Chancellor backs plans for tougher banking rules

Category: Banking

Updated: 08/07/2013
First Published: 08/07/2013

This article was correct at the time of publication. It is now over 6 months old so the content may be out of date.

Chancellor George Osborne today announced that the Government will support most of the recommendations proposed by the Parliamentary Commission for Banking Standards.

The commission was tasked with investigating how the UK's banking system could be improved following the Libor rate fixing scandal last year.

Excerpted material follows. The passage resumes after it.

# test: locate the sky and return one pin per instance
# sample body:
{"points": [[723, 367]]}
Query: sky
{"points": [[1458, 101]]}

The main proposals that the Government has agreed to endorse include making it a criminal offence if bankers are found guilty of reckless misconduct, with possible jail time, and bankers' bonuses being deferred for up to 10 years, which would be made repayable if the bank they work for has to be bailed out.

The Government has also shown support for recommendations that a new payments regulator should be set up in order to explore ways to make it easier and faster to switch bank accounts.

However, Mr Osborne said that the Government would not be agreeing to the commission's call for a higher leverage ratio for banks (the amount of capital banks must hold in relation to the amount of lending they conduct) as well as the recommendation that the Government's holding company for its stakes in the Royal Bank of Scotland and Lloyds Banking Group, known as the UK Financial Investments, be abolished.

Mr Osborne did, however, reiterate that the Government is considering splitting RBS into a "good" high street bank, which could then be sold back to the private sector, and a "bad" bank, consisting of all the toxic loans.